First, and very important, is the recommendation that anyone considering screening have a careful discussion with their health professional about the benefits, risks and harms of lung cancer screening.
This is not a simple or benign process. There are many folks who are screened who are found to have lesions in their lungs that are not cancer. The anxiety that can come with hearing that there is a lesion in your lung that may be cancer can not to be brushed aside easily (I know: I am not a smoker and had such lesions detected several years ago as recorded in this blog). In addition, depending on the findings on the CT scan, the doctors may suggest additional tests. Usually this is something as straightforward as a repeat CT scan, but may be more complicated such as a bronchoscopy to look down in the lung or even a biopsy through the chest wall to see if a lesion is cancerous. It may even mean chest surgery.
And we can't forget that people who smoke are frequently not in the best health. They may have underlying heart and lung disease that puts them at greater risk of medical complications. So that is another factor that has to be considered.
The guidelines also recommend that the screening be done at institutions that have experience in lung cancer screening and know the right procedures to follow if an abnormality is found. Lots of places are going to claim they have that expertise, but many actually don't. Having radiologists who understand the nuances of abnormalities on CT scans, along with other doctors including lung specialists in medicine and surgery are all part of the screening process and recommendations from the American Cancer Society.
Unfortunately, the results of screening are not perfect.
Although prior studies have suggested a high survival rate for many of the people screened, the evidence shows that even with screening many people who are found to have lung cancer through screening still succumb to the disease. So it is not a panacea, and it is should never be thought of as an excuse to continue smoking (as in, "Well, they can find it when it happens so I will be OK." Sadly, that is far from the case). That's why smoking cessation must still be emphasized as a goal even for current smokers who elect to get screened every year.
One of the issues that has concerned us is the potential (and in fact, it is more than "potential") abuse of lung cancer screening.
If history has taught us anything, it is that just because a screening test is available doesn't make it right for everyone. We need to pay attention to the science behind the test to determine whether the benefits of a screening test outweigh its risks and harms. Prostate cancer screening is a great example of this issue, and breast cancer screening continues to be debated as to when to start screening and how often to do it. Just because we want it to be so doesn't make it so.
We do believe lung cancer screening can save lives if the cautions mentioned above are taken into account. But we also recognize that there are some who will push the boundaries of lung cancer screening beyond what the science tells us.
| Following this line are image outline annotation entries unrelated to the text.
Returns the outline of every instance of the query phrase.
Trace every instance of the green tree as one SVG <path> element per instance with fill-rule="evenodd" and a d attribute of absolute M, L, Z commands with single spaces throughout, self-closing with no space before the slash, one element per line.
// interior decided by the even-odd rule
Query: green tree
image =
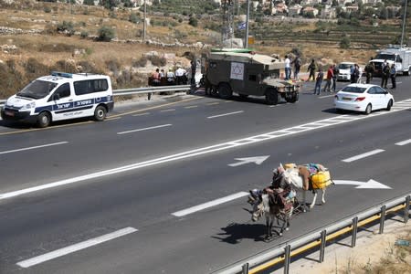
<path fill-rule="evenodd" d="M 188 19 L 188 25 L 195 27 L 198 26 L 198 21 L 194 16 L 190 16 L 190 19 Z"/>
<path fill-rule="evenodd" d="M 110 42 L 115 37 L 114 29 L 108 26 L 101 26 L 98 31 L 98 41 Z"/>
<path fill-rule="evenodd" d="M 340 40 L 340 47 L 341 48 L 350 48 L 350 46 L 351 46 L 351 41 L 348 37 L 343 37 Z"/>

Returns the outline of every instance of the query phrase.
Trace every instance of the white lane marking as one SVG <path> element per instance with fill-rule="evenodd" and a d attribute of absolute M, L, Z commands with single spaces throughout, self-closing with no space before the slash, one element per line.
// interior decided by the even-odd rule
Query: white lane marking
<path fill-rule="evenodd" d="M 403 141 L 403 142 L 395 142 L 395 144 L 396 145 L 405 145 L 405 144 L 408 144 L 410 142 L 411 142 L 411 139 L 408 139 L 408 140 L 406 140 L 406 141 Z"/>
<path fill-rule="evenodd" d="M 35 149 L 38 149 L 38 148 L 42 148 L 42 147 L 47 147 L 47 146 L 64 144 L 64 143 L 68 143 L 68 142 L 59 142 L 47 143 L 47 144 L 42 144 L 42 145 L 37 145 L 37 146 L 31 146 L 31 147 L 25 147 L 25 148 L 12 150 L 12 151 L 0 152 L 0 154 L 5 154 L 5 153 L 16 153 L 16 152 L 23 152 L 23 151 L 29 151 L 29 150 L 35 150 Z"/>
<path fill-rule="evenodd" d="M 136 116 L 144 116 L 144 115 L 149 115 L 149 114 L 150 114 L 150 112 L 144 112 L 144 113 L 132 114 L 132 116 L 136 117 Z"/>
<path fill-rule="evenodd" d="M 402 102 L 406 102 L 406 100 L 402 101 Z M 411 101 L 411 100 L 409 100 L 409 101 Z M 391 111 L 385 111 L 384 113 L 386 113 L 386 114 L 394 113 L 394 112 L 396 112 L 396 111 L 402 111 L 402 110 L 407 110 L 407 109 L 410 109 L 410 108 L 411 108 L 411 105 L 404 107 L 404 108 L 402 108 L 400 110 L 395 110 L 395 111 L 392 110 Z M 181 159 L 195 157 L 195 156 L 203 155 L 203 154 L 206 154 L 206 153 L 215 153 L 215 152 L 220 152 L 220 151 L 228 150 L 228 149 L 238 147 L 238 146 L 242 146 L 242 145 L 247 145 L 247 144 L 249 144 L 249 143 L 256 143 L 256 142 L 264 142 L 266 140 L 281 138 L 281 137 L 284 137 L 284 136 L 287 136 L 287 135 L 298 134 L 298 133 L 300 133 L 300 132 L 313 131 L 313 130 L 317 130 L 317 129 L 321 129 L 321 128 L 335 126 L 337 124 L 342 124 L 342 123 L 349 122 L 349 121 L 357 121 L 357 120 L 362 120 L 362 119 L 369 119 L 369 118 L 372 118 L 373 115 L 341 115 L 341 116 L 336 116 L 336 117 L 337 118 L 339 118 L 339 117 L 352 117 L 352 120 L 350 120 L 350 121 L 348 121 L 348 120 L 342 121 L 342 120 L 333 120 L 333 118 L 327 118 L 327 119 L 324 119 L 324 120 L 320 120 L 320 121 L 311 121 L 311 122 L 308 122 L 308 123 L 305 123 L 305 124 L 299 125 L 299 127 L 301 127 L 301 126 L 302 127 L 305 127 L 305 126 L 309 127 L 309 128 L 307 128 L 305 130 L 301 129 L 300 132 L 288 132 L 287 130 L 292 129 L 292 127 L 291 127 L 291 128 L 283 129 L 283 130 L 280 130 L 280 131 L 276 131 L 276 132 L 265 132 L 265 133 L 262 133 L 262 134 L 250 136 L 250 137 L 248 137 L 248 138 L 238 139 L 238 140 L 230 141 L 230 142 L 221 142 L 221 143 L 214 144 L 214 145 L 211 145 L 211 146 L 202 147 L 202 148 L 195 149 L 195 150 L 192 150 L 192 151 L 180 153 L 177 153 L 177 154 L 172 154 L 172 155 L 161 157 L 161 158 L 158 158 L 158 159 L 153 159 L 153 160 L 141 162 L 141 163 L 132 163 L 132 164 L 120 166 L 120 167 L 110 169 L 110 170 L 106 170 L 106 171 L 100 171 L 100 172 L 97 172 L 97 173 L 94 173 L 94 174 L 90 174 L 80 175 L 80 176 L 74 177 L 74 178 L 65 179 L 65 180 L 62 180 L 62 181 L 48 183 L 48 184 L 41 184 L 41 185 L 37 185 L 37 186 L 33 186 L 33 187 L 29 187 L 29 188 L 25 188 L 25 189 L 16 190 L 16 191 L 12 191 L 12 192 L 8 192 L 8 193 L 0 194 L 0 200 L 7 199 L 7 198 L 10 198 L 10 197 L 15 197 L 15 196 L 18 196 L 18 195 L 25 195 L 25 194 L 28 194 L 28 193 L 32 193 L 32 192 L 37 192 L 37 191 L 40 191 L 40 190 L 44 190 L 44 189 L 58 187 L 58 186 L 60 186 L 60 185 L 65 185 L 65 184 L 74 184 L 74 183 L 78 183 L 78 182 L 81 182 L 81 181 L 85 181 L 85 180 L 94 179 L 94 178 L 98 178 L 98 177 L 102 177 L 102 176 L 107 176 L 107 175 L 111 175 L 111 174 L 122 173 L 122 172 L 127 172 L 127 171 L 131 171 L 131 170 L 134 170 L 134 169 L 139 169 L 139 168 L 142 168 L 142 167 L 146 167 L 146 166 L 160 164 L 160 163 L 168 163 L 168 162 L 172 162 L 172 161 L 177 161 L 177 160 L 181 160 Z M 333 123 L 327 122 L 329 121 L 333 121 Z M 324 121 L 325 124 L 322 124 L 321 123 L 322 121 Z M 311 128 L 311 125 L 316 125 L 316 127 Z M 262 138 L 259 138 L 260 136 Z"/>
<path fill-rule="evenodd" d="M 350 162 L 353 162 L 353 161 L 356 161 L 356 160 L 359 160 L 359 159 L 363 159 L 363 158 L 365 158 L 365 157 L 368 157 L 368 156 L 371 156 L 371 155 L 374 155 L 374 154 L 381 153 L 383 152 L 385 152 L 385 150 L 374 150 L 374 151 L 371 151 L 371 152 L 368 152 L 368 153 L 363 153 L 363 154 L 359 154 L 359 155 L 356 155 L 356 156 L 353 156 L 351 158 L 344 159 L 344 160 L 342 160 L 342 162 L 350 163 Z"/>
<path fill-rule="evenodd" d="M 117 134 L 118 134 L 118 135 L 121 135 L 121 134 L 127 134 L 127 133 L 131 133 L 131 132 L 142 132 L 142 131 L 148 131 L 148 130 L 159 129 L 159 128 L 163 128 L 163 127 L 169 127 L 169 126 L 172 126 L 172 125 L 173 125 L 173 124 L 171 124 L 171 123 L 166 123 L 166 124 L 162 124 L 162 125 L 153 126 L 153 127 L 148 127 L 148 128 L 143 128 L 143 129 L 132 130 L 132 131 L 127 131 L 127 132 L 117 132 Z"/>
<path fill-rule="evenodd" d="M 225 197 L 222 197 L 219 199 L 216 199 L 216 200 L 205 203 L 205 204 L 192 206 L 192 207 L 189 207 L 189 208 L 186 208 L 184 210 L 176 211 L 174 213 L 172 213 L 172 215 L 175 216 L 186 216 L 186 215 L 189 215 L 189 214 L 192 214 L 192 213 L 195 213 L 195 212 L 206 209 L 206 208 L 216 206 L 235 200 L 235 199 L 238 199 L 238 198 L 247 196 L 248 195 L 248 193 L 247 193 L 247 192 L 238 192 L 238 193 L 233 194 L 231 195 L 227 195 L 227 196 L 225 196 Z"/>
<path fill-rule="evenodd" d="M 22 268 L 25 268 L 25 269 L 30 268 L 32 266 L 41 264 L 45 261 L 47 261 L 47 260 L 69 254 L 69 253 L 73 253 L 73 252 L 76 252 L 76 251 L 79 251 L 79 250 L 81 250 L 81 249 L 84 249 L 84 248 L 90 248 L 92 246 L 96 246 L 96 245 L 101 244 L 103 242 L 107 242 L 109 240 L 114 239 L 116 237 L 133 233 L 135 231 L 138 231 L 138 230 L 134 227 L 125 227 L 125 228 L 122 228 L 122 229 L 120 229 L 120 230 L 117 230 L 117 231 L 103 235 L 103 236 L 100 236 L 100 237 L 89 239 L 84 242 L 74 244 L 72 246 L 68 246 L 64 248 L 60 248 L 60 249 L 54 250 L 54 251 L 51 251 L 51 252 L 48 252 L 48 253 L 46 253 L 46 254 L 43 254 L 43 255 L 40 255 L 37 257 L 34 257 L 32 258 L 19 261 L 19 262 L 17 262 L 17 265 Z"/>
<path fill-rule="evenodd" d="M 234 111 L 234 112 L 224 113 L 224 114 L 214 115 L 214 116 L 208 116 L 207 118 L 208 118 L 208 119 L 213 119 L 213 118 L 222 117 L 222 116 L 227 116 L 227 115 L 238 114 L 238 113 L 242 113 L 242 112 L 244 112 L 244 111 Z"/>

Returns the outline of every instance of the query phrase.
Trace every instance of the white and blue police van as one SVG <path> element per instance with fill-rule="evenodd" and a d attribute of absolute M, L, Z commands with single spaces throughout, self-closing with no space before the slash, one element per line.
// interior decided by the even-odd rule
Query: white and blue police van
<path fill-rule="evenodd" d="M 1 110 L 5 121 L 25 121 L 38 127 L 80 117 L 103 121 L 114 101 L 110 77 L 53 71 L 11 96 Z"/>

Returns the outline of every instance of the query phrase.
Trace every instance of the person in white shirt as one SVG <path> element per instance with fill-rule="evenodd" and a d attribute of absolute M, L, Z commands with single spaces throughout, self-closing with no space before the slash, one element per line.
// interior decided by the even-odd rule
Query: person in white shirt
<path fill-rule="evenodd" d="M 291 60 L 290 59 L 289 56 L 285 56 L 285 79 L 291 79 Z"/>
<path fill-rule="evenodd" d="M 186 84 L 186 73 L 187 71 L 181 68 L 178 67 L 177 70 L 175 70 L 175 78 L 177 79 L 177 85 L 184 85 Z"/>

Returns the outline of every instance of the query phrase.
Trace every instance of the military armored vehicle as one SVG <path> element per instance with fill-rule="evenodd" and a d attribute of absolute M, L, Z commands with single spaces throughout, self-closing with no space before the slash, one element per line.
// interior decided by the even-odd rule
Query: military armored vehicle
<path fill-rule="evenodd" d="M 270 105 L 279 103 L 281 98 L 287 102 L 299 100 L 300 84 L 279 79 L 284 67 L 279 58 L 246 48 L 212 49 L 202 57 L 206 93 L 210 90 L 221 99 L 229 99 L 233 93 L 242 98 L 265 96 Z"/>

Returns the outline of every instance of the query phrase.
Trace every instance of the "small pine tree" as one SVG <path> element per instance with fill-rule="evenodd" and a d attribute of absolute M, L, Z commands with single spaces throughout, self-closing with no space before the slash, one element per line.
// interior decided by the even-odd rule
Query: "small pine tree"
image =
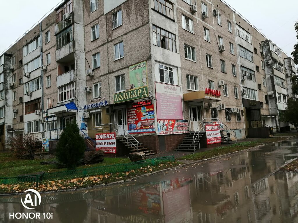
<path fill-rule="evenodd" d="M 85 141 L 80 134 L 77 124 L 75 121 L 67 123 L 56 147 L 57 159 L 65 164 L 69 169 L 74 169 L 83 158 L 86 149 Z"/>

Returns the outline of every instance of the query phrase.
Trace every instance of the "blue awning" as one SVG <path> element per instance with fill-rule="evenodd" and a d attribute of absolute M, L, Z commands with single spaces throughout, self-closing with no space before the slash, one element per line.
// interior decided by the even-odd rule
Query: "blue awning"
<path fill-rule="evenodd" d="M 48 109 L 48 114 L 58 114 L 63 112 L 77 112 L 77 107 L 73 102 L 64 105 L 59 105 Z"/>

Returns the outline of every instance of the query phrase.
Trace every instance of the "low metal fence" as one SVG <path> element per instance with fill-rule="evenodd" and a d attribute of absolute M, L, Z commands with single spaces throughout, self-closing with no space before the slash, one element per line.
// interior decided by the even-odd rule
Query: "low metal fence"
<path fill-rule="evenodd" d="M 128 171 L 133 169 L 139 169 L 148 166 L 156 166 L 162 163 L 168 162 L 174 162 L 175 161 L 175 159 L 174 156 L 169 156 L 153 159 L 148 159 L 132 163 L 47 173 L 43 174 L 0 178 L 0 184 L 14 184 L 35 182 L 36 186 L 37 187 L 39 183 L 43 181 L 46 182 L 79 177 L 85 177 Z"/>

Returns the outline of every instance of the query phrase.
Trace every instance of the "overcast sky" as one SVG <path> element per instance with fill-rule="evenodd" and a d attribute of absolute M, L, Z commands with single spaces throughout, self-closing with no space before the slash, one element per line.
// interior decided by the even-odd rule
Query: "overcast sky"
<path fill-rule="evenodd" d="M 298 0 L 226 0 L 288 55 L 297 40 Z M 0 8 L 0 54 L 61 0 L 2 0 Z M 13 4 L 12 10 L 12 4 Z"/>

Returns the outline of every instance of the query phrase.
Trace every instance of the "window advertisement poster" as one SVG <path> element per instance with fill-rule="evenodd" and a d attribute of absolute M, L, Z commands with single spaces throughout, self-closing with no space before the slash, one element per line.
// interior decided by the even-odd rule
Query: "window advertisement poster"
<path fill-rule="evenodd" d="M 129 69 L 131 90 L 148 85 L 146 61 L 133 65 L 130 67 Z"/>
<path fill-rule="evenodd" d="M 188 120 L 158 120 L 157 130 L 159 135 L 188 133 Z"/>
<path fill-rule="evenodd" d="M 205 125 L 207 144 L 208 145 L 221 142 L 221 127 L 218 124 L 206 124 Z"/>
<path fill-rule="evenodd" d="M 153 104 L 127 109 L 129 133 L 155 132 L 154 107 Z"/>
<path fill-rule="evenodd" d="M 155 82 L 157 119 L 183 119 L 181 87 Z"/>
<path fill-rule="evenodd" d="M 116 153 L 116 133 L 96 134 L 95 147 L 96 150 L 103 150 L 105 153 Z"/>

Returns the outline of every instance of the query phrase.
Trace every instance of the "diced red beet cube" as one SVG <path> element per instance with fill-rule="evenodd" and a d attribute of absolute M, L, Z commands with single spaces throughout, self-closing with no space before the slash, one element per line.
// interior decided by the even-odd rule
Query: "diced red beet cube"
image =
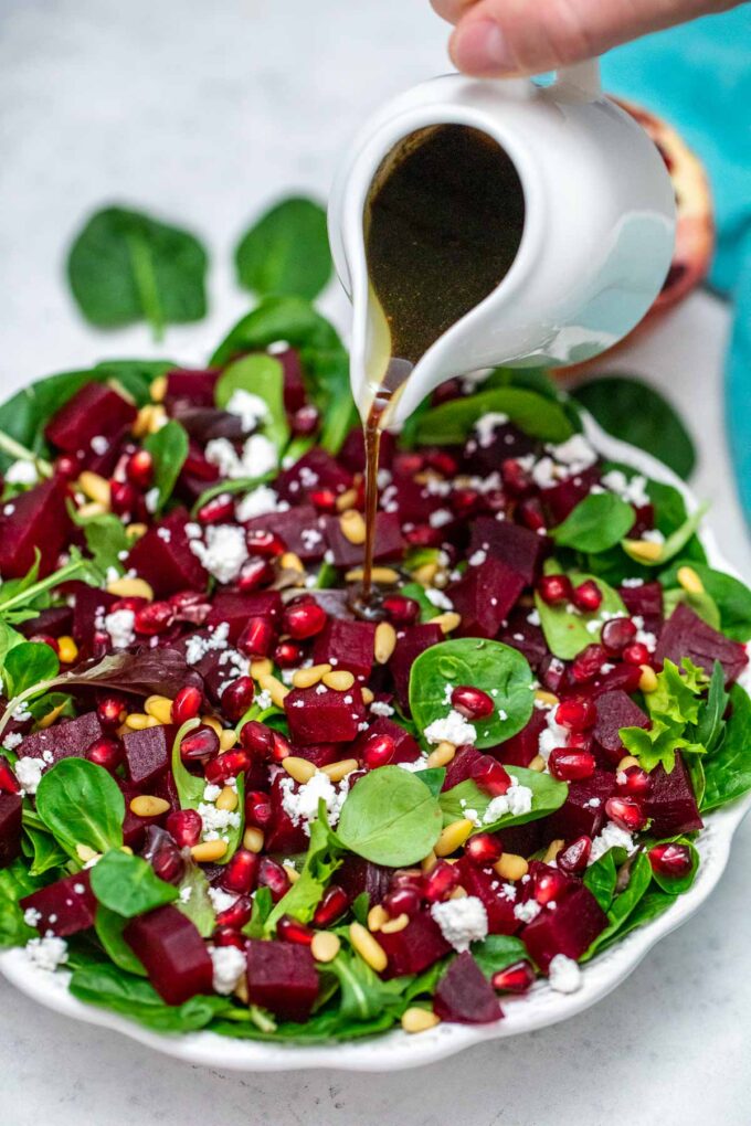
<path fill-rule="evenodd" d="M 650 717 L 620 689 L 602 692 L 596 698 L 594 704 L 597 720 L 592 733 L 615 766 L 626 753 L 620 740 L 620 729 L 646 729 L 650 726 Z"/>
<path fill-rule="evenodd" d="M 293 688 L 284 707 L 293 743 L 350 743 L 365 722 L 363 692 L 354 685 L 345 692 L 315 685 L 313 688 Z"/>
<path fill-rule="evenodd" d="M 20 856 L 23 807 L 20 794 L 0 793 L 0 868 Z"/>
<path fill-rule="evenodd" d="M 0 516 L 0 574 L 20 579 L 39 553 L 39 577 L 55 569 L 70 528 L 62 477 L 43 481 L 9 501 Z"/>
<path fill-rule="evenodd" d="M 728 685 L 737 680 L 749 663 L 745 649 L 740 642 L 725 637 L 685 602 L 679 602 L 662 627 L 654 660 L 671 660 L 680 668 L 685 656 L 704 669 L 707 676 L 712 676 L 715 661 L 719 661 Z"/>
<path fill-rule="evenodd" d="M 581 884 L 556 901 L 555 911 L 544 909 L 527 923 L 521 940 L 545 973 L 556 954 L 579 959 L 607 923 L 597 900 Z"/>
<path fill-rule="evenodd" d="M 18 747 L 18 757 L 45 759 L 50 765 L 61 759 L 82 759 L 95 739 L 100 739 L 104 733 L 97 713 L 84 712 L 77 720 L 66 720 L 27 735 Z"/>
<path fill-rule="evenodd" d="M 87 450 L 91 439 L 109 438 L 136 417 L 136 408 L 105 383 L 87 383 L 52 415 L 44 432 L 66 454 Z"/>
<path fill-rule="evenodd" d="M 676 766 L 670 774 L 665 774 L 662 766 L 650 772 L 644 812 L 653 819 L 650 829 L 653 837 L 674 837 L 701 829 L 704 822 L 680 753 L 676 754 Z"/>
<path fill-rule="evenodd" d="M 530 586 L 537 574 L 546 552 L 544 536 L 524 528 L 510 520 L 497 520 L 492 516 L 479 516 L 472 521 L 472 536 L 467 547 L 467 557 L 483 551 L 494 555 L 518 571 L 526 586 Z"/>
<path fill-rule="evenodd" d="M 177 727 L 160 724 L 143 731 L 126 731 L 123 735 L 125 769 L 134 786 L 145 786 L 152 778 L 167 770 L 172 754 Z"/>
<path fill-rule="evenodd" d="M 454 609 L 462 615 L 457 634 L 462 637 L 494 637 L 524 586 L 518 571 L 512 571 L 492 555 L 479 566 L 471 566 L 448 590 Z"/>
<path fill-rule="evenodd" d="M 175 509 L 131 548 L 127 568 L 150 583 L 158 597 L 179 590 L 205 590 L 208 574 L 190 549 L 185 530 L 189 522 L 185 509 Z"/>
<path fill-rule="evenodd" d="M 41 935 L 48 930 L 59 938 L 78 935 L 93 926 L 97 901 L 91 891 L 88 872 L 64 876 L 20 900 L 24 911 L 33 908 L 39 912 L 35 923 Z"/>
<path fill-rule="evenodd" d="M 281 1020 L 301 1024 L 311 1015 L 319 975 L 309 946 L 253 940 L 248 944 L 248 1000 Z"/>
<path fill-rule="evenodd" d="M 546 817 L 549 839 L 597 837 L 606 822 L 605 803 L 616 788 L 616 776 L 610 770 L 596 770 L 590 778 L 569 783 L 569 794 L 563 805 Z"/>
<path fill-rule="evenodd" d="M 214 969 L 206 945 L 188 917 L 171 903 L 132 919 L 123 937 L 168 1004 L 213 992 Z"/>
<path fill-rule="evenodd" d="M 433 1012 L 458 1025 L 489 1025 L 503 1016 L 493 986 L 468 950 L 449 963 L 438 982 Z"/>
<path fill-rule="evenodd" d="M 394 935 L 378 931 L 377 937 L 388 958 L 384 977 L 421 974 L 452 949 L 438 923 L 427 912 L 412 915 L 403 930 Z"/>
<path fill-rule="evenodd" d="M 329 618 L 313 645 L 313 663 L 345 669 L 357 679 L 367 680 L 374 661 L 376 627 L 372 622 Z"/>

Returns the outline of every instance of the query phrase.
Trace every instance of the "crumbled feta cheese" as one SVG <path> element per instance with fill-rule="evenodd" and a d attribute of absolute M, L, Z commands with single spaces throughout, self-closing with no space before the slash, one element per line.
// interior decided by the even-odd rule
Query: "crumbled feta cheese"
<path fill-rule="evenodd" d="M 482 942 L 488 937 L 488 912 L 476 895 L 433 903 L 430 914 L 446 941 L 459 954 L 468 950 L 471 942 Z"/>

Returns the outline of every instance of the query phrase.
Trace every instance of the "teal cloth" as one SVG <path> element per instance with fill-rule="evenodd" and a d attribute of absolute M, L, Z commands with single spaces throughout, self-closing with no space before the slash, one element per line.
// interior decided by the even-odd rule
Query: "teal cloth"
<path fill-rule="evenodd" d="M 709 283 L 734 310 L 727 439 L 751 521 L 751 8 L 618 47 L 604 57 L 602 79 L 676 125 L 709 171 L 718 233 Z"/>

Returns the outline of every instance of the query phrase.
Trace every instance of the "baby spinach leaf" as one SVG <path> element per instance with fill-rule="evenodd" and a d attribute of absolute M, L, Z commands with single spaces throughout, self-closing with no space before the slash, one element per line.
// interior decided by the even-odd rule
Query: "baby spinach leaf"
<path fill-rule="evenodd" d="M 159 490 L 154 516 L 158 516 L 172 495 L 180 470 L 188 456 L 188 435 L 185 427 L 170 419 L 166 426 L 144 438 L 144 449 L 154 459 L 154 489 Z"/>
<path fill-rule="evenodd" d="M 408 770 L 381 767 L 347 795 L 337 838 L 373 864 L 400 868 L 426 857 L 441 828 L 440 807 L 428 787 Z"/>
<path fill-rule="evenodd" d="M 528 821 L 537 821 L 546 817 L 549 813 L 560 808 L 566 799 L 569 787 L 564 781 L 556 779 L 548 774 L 539 774 L 537 770 L 527 770 L 525 767 L 507 766 L 506 770 L 516 778 L 520 786 L 526 786 L 531 790 L 531 810 L 528 813 L 504 813 L 494 821 L 484 822 L 484 816 L 489 805 L 494 799 L 485 790 L 481 789 L 471 778 L 461 781 L 458 786 L 444 790 L 439 797 L 439 804 L 444 813 L 444 824 L 458 821 L 462 817 L 471 817 L 474 811 L 476 820 L 482 822 L 474 832 L 494 833 L 500 829 L 508 829 L 510 825 L 525 825 Z M 413 777 L 420 777 L 414 775 Z M 358 787 L 360 783 L 357 784 Z"/>
<path fill-rule="evenodd" d="M 489 413 L 508 414 L 520 430 L 543 441 L 562 443 L 573 434 L 569 417 L 554 400 L 522 387 L 495 387 L 433 406 L 420 419 L 417 440 L 422 446 L 462 445 Z"/>
<path fill-rule="evenodd" d="M 275 204 L 235 250 L 238 279 L 259 297 L 318 296 L 331 277 L 325 212 L 312 199 Z"/>
<path fill-rule="evenodd" d="M 123 843 L 125 799 L 105 770 L 87 759 L 61 759 L 42 775 L 37 813 L 55 840 L 78 859 L 77 844 L 107 852 Z"/>
<path fill-rule="evenodd" d="M 650 384 L 633 375 L 607 375 L 588 379 L 571 394 L 608 434 L 659 457 L 679 477 L 690 477 L 696 462 L 691 437 Z"/>
<path fill-rule="evenodd" d="M 68 277 L 91 324 L 109 329 L 145 320 L 159 337 L 166 324 L 206 315 L 206 251 L 187 231 L 106 207 L 75 238 Z"/>
<path fill-rule="evenodd" d="M 596 554 L 615 547 L 635 518 L 633 506 L 615 493 L 590 493 L 548 534 L 561 547 Z"/>
<path fill-rule="evenodd" d="M 126 919 L 134 919 L 177 899 L 173 884 L 160 879 L 140 856 L 115 849 L 91 869 L 91 891 L 100 903 Z"/>
<path fill-rule="evenodd" d="M 623 599 L 604 579 L 579 572 L 570 573 L 569 578 L 575 587 L 588 579 L 593 579 L 602 591 L 602 602 L 592 614 L 582 614 L 575 608 L 570 609 L 565 602 L 548 606 L 539 595 L 535 595 L 535 606 L 545 641 L 551 652 L 563 661 L 572 661 L 582 649 L 600 640 L 602 625 L 607 620 L 606 615 L 626 614 Z"/>
<path fill-rule="evenodd" d="M 533 677 L 527 659 L 516 649 L 484 637 L 458 637 L 420 653 L 410 673 L 410 711 L 424 732 L 450 709 L 447 688 L 472 685 L 492 698 L 493 714 L 476 722 L 479 748 L 495 747 L 527 724 L 533 706 Z"/>
<path fill-rule="evenodd" d="M 289 439 L 289 423 L 284 405 L 284 368 L 279 360 L 258 352 L 230 364 L 216 384 L 216 405 L 225 408 L 235 391 L 247 391 L 263 400 L 268 414 L 261 429 L 278 450 L 284 449 Z"/>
In fact, we have already seen evidence of that after the release of the initial reports of a major lung cancer screening clinical trial a couple of years ago.
To be specific:
- We don't recommend screening for non-smokers;
- We don't recommend screening for those who don't meet the criteria noted above;
- We don't recommend screening for young people who are smokers.
The bottom line: if the studies haven't been done to show benefit-and in the groups noted above they have not been done-then medically we shouldn't be recommending it. And neither should anyone else. They simply don't have the evidence that the test will save lives, and in fact it may cause more harm than good.
We do recognize that there are some people who may be on the "cusp" of the screening recommendations, such as a 52 year old person with a 40 pack year smoking history. We are going to leave that discussion to the patient and their health professional. But a non-smoker, even one who works in a smoky environment such as a bar? No, nope, nada. Shouldn't do it.
So now we have a test that hopefully will help save lives. We won't know for certain how many lives until we see how this plays out in the real world. After all, doing studies as part of a research program where everyone is paying reasonably close attention to details and there are monitors to make certain they do is different than real life.
But with careful attention to the recommendations made in these guidelines, our hope is that lives will be saved, and more birthdays will be celebrated.